Es una constante en nuestras ciudades que paulatinamente la población nativa se va mezclando con gente de todas partes. Al menos, en las cinco capitales principales de América Latina es evidente; Ciudad de México, San Pablo, Santiago de Chile, Bogotá y Buenos Aires, donde más de la mitad de su población no es nacida allí, vienen de otros lugares de cada país la mayoría y cada vez más aumentando el número de extranjeros radicados. Esas son razones de peso para pensar en la gestión de la diferencia cultural como una necesidad urgente. La ONU Hábitat dice que la población urbana en el mundo superará los seis mil millones de habitantes para el 2045, lo que implica la adaptación urgente de las ciudades en servicios básicos, además de actualizarse en vivienda, infraestructura, transporte, eso sin contar que la producción de energía tiene que ser limpia, la emisión de gases contaminantes al aire tiene que ser con tendencia a cero, fuera de eso, los temas de empleo y educación, que no son menores. Enormes retos para actualizarse hoy se tienen en los centros urbanos, pero ser capaces de soportar al otro, de entenderlo, de tolerar los tonos en las conversaciones, las otras formas metodológicas para resolver los problemas, y mil diferencias más que existen en este mestizaje creciente que definitivamente hay que prepararse para eso y hoy mismo. Al cierre del 2018 había más de 28 megaciudades con más de 10 millones de personas (Habrá 41 en el 2030) según el mismo informe de la ONU Hábitat, y continúa diciendo que poco más de 500 ciudades tiene más de un millón de habitantes.


Es muy común ver como las grandes instituciones que abren sucursales en países y ciudades diferentes, por no tener esa diferencia cultural como un asunto principal a gestionar, se vienen abajo y en muchas ocasiones es la razón por la que les toca cerrar y afrontar su pérdida. Hoy lo vivo a diario y realmente me cuesta creer que se piense que hay que seguir al pie de la letra en todos los territorios las indicaciones centrales cuando la realidad cultural podría ser un gran aliado que optimizaría todo.

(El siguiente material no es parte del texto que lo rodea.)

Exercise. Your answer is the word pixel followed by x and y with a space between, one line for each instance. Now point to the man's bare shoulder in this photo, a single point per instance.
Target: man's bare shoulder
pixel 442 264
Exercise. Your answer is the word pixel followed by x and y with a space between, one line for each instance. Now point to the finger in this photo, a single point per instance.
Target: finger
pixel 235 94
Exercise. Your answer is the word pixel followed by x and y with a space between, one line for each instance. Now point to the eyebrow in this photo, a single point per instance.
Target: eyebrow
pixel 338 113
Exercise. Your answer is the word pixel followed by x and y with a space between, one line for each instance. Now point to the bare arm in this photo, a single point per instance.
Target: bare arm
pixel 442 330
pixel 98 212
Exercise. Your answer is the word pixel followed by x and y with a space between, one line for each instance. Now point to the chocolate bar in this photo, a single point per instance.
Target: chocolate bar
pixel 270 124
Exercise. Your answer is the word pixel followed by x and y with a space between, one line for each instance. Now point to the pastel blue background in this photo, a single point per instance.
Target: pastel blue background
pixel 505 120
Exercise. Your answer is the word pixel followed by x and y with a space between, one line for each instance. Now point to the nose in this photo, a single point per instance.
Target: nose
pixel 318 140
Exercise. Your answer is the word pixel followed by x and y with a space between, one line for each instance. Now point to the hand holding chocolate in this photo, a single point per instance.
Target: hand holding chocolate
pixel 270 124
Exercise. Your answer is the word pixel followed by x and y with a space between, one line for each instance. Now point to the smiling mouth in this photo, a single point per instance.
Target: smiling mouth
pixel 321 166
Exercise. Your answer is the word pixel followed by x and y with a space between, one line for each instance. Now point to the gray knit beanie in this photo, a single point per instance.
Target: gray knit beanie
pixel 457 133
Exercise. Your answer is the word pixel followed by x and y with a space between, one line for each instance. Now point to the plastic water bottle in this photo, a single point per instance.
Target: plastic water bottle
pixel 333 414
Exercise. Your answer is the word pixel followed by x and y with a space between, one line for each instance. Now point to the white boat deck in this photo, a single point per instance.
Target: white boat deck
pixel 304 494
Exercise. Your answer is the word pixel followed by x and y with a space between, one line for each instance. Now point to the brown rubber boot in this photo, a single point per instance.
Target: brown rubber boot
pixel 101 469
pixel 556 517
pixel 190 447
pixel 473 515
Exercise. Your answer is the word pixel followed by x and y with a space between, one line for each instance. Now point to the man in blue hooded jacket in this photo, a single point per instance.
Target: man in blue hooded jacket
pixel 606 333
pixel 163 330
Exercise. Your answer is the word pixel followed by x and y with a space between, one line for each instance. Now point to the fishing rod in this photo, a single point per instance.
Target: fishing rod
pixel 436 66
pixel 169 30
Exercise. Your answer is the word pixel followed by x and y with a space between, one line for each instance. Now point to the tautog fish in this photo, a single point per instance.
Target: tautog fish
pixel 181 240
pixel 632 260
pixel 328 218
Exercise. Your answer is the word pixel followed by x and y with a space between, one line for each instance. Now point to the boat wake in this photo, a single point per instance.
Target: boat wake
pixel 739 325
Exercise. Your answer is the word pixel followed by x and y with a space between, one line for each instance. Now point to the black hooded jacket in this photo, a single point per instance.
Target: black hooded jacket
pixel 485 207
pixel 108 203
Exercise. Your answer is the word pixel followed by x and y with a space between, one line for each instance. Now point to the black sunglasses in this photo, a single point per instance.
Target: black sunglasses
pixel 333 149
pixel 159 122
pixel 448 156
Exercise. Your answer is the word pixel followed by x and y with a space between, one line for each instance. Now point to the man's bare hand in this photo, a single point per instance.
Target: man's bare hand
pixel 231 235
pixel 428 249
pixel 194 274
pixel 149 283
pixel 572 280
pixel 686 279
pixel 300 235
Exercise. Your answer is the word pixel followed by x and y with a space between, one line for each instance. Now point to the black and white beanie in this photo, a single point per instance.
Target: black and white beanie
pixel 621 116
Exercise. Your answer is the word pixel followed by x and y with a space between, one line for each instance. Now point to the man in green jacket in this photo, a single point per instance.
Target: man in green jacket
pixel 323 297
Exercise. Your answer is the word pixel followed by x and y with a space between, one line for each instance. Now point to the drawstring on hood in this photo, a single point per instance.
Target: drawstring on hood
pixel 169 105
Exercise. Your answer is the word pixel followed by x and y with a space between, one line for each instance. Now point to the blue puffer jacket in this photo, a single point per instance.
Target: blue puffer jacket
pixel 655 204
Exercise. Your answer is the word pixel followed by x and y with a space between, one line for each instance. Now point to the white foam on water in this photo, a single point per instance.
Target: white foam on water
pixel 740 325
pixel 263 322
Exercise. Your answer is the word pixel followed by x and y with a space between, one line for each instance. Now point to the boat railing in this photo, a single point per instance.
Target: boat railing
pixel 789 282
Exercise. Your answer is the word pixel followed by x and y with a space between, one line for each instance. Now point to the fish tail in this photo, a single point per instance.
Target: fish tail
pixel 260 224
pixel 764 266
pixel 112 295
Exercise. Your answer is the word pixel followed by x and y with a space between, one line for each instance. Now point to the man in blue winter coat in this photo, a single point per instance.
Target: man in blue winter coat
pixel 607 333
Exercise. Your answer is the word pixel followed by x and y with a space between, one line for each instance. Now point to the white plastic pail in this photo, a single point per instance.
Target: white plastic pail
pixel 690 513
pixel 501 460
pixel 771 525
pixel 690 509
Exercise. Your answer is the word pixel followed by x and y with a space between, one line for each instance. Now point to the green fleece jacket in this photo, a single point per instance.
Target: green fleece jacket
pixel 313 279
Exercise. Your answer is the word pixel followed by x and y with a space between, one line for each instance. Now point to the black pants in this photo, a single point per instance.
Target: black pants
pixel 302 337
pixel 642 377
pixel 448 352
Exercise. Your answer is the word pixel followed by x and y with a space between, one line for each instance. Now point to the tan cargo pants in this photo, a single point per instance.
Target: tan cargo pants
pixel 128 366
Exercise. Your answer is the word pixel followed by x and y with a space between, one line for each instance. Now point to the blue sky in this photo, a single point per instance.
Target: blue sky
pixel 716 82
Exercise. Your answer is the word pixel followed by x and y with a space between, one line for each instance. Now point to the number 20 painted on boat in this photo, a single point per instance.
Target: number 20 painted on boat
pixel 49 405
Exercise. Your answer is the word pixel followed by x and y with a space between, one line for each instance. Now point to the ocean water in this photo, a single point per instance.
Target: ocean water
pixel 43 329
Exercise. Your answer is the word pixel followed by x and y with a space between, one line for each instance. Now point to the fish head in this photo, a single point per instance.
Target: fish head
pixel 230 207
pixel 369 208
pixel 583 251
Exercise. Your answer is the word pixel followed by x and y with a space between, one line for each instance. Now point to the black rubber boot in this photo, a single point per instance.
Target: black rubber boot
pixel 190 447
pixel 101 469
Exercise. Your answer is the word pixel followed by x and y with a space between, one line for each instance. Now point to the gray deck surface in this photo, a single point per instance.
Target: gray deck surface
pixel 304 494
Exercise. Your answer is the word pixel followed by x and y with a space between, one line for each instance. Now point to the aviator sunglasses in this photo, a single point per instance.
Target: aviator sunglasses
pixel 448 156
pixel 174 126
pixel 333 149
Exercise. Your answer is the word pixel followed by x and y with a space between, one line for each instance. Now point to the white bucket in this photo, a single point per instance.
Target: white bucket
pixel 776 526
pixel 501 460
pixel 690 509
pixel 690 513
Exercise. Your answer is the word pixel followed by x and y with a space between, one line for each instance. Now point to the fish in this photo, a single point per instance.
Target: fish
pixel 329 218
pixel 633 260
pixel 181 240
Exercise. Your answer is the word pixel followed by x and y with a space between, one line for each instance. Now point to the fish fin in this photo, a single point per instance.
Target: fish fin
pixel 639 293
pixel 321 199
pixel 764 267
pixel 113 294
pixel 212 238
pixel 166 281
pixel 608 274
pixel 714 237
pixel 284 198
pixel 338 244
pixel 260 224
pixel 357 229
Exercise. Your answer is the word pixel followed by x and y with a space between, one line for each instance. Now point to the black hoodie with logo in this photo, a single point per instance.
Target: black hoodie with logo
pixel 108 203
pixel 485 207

Dentro de la promoción de los procesos de planeación de cada ciudad, hay que poner obligatoriamente este punto en la agenda, no hay producto, ni indicador cierto con la improvisación, y pienso que este lado del mundo está dejando descubierto del todo esta realidad que cada vez más determina el desarrollo social de las ciudades. Las que se han encargado de integrar las culturas, respetando las diferencias y promoviendo los temas en común han sobresalido notablemente, como Tokio, Estambul, Shanghái, las que no, han generado una brecha social que difícilmente se integrará como El Cairo, Ciudad de México, New Deli y San Pablo solamente por mencionar algunas. Promover el tan mencionado #CiudadaníaAntesQueCiudad además de ratificar la necesidad de intervenir los cerebros para que estén preparados para gestionar la diferencia cultural, me ha dado la oportunidad de vivir muy de cerca la velocidad con la que se han venido globalizando nuestras ciudades y a estas alturas, educar todos los días, todo el tiempo, aunque parezca que no sirve de nada, es la única salida. Así los que llegan se enteran, y los que están hacen consciente que hay otros más con los que tienen que convivir.